L’indagine riguarda anche le carceri di Roma sulla qualità del cibo fornito, che risulta addirittura diverso da quello previsto nel capitolato.
Per non dire in Emilia Romagna, dove il Tar ha annullato gli appalti affidati alla ditta Domenico Ventura srl in ben 8 penitenziari della Regione.
L’azienda è una sorta di colosso nel settore del rifornimento dei pasti ai detenuti in Italia. E’ gestita dai fratelli Umberto e Achille Ventura (foto), quest’ultimo ex campione di moto d’acqua al vertice della Federazione Italiana Motonautica ed ex presidente del Circolo Canottieri Napoli.
Sono loro i monopolisti del vitto e del sopravvitto acquistabili nelle carceri. Hanno centinaia di dipendenti e detengono svariate decine di appalti con un fatturato da 30 milioni di euro all’anno.
Una cifra monstre che stride di fronte a ciò che riescono a fare. Fino a poco tempo fa fornivano colazione, pasto e cena a un detenuto a 2 euro e 39 centesimi. Una cifra incredibilmente piccola da poco aggiornata a 3 euro e 90 centesimi. Che resta sempre molto poco.
Ed è proprio stata questa la spia che ha prodotto le denunce dell’ex garante dei detenuti Gabriella Stramaccioni. Così il sostituto procuratore Giulia Guccione ha aperto un’indagine a carico dei vertici della Ventura perché sospettati di frodare l’appalto allungando ad esempio il latte dei detenuti con l’acqua, servendo carne avariata o preparando il caffè con i fondi.
Già nel 2021 la Corte dei Conti ricusò il visto per i pasti a Rebibbia, dove l’appalto fu vinto con un ribasso di quasi il 60% sulla diaria pro capite di 5,70 euro.
Ma la Ventura è riuscita a vincere di nuovo il bando che ha preoccpato anche il garante nazionale dei detenuti Mauro Palma.
Nel frattempo è intervenuta anche l’autorità garante della concorrenza convinta che ci sia un cartello di imprese che si divide gli appalti a tavolino.
Alla lente ci sono gli appalti anomali assegnati nelle carceri di Lazio, Abruzzo, Molise, Campania, Puglia, Basilicata, Calabria, Sardegna e Sicilia.
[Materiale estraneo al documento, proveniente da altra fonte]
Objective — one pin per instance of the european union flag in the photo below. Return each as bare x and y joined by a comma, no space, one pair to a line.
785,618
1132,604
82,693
L’Autorità garante della concorrenza e del mercato ha da par suo chiuso il caso in quanto priva di elementi per accertare la violazione.
Ma, come detto, non la pensa così l’ANAC, che ha acceso i fari per cercare di vederci chiaro.
Insomma, per ora c’è puzza di truffa. Va chiarito se un cartello di ditte lucra sulla qualità dei cibi per i detenuti, che in quanto tali, hanno comunque diritto di essere rispettati.
Benché non ne parli nessuna tivù e nessuna radio.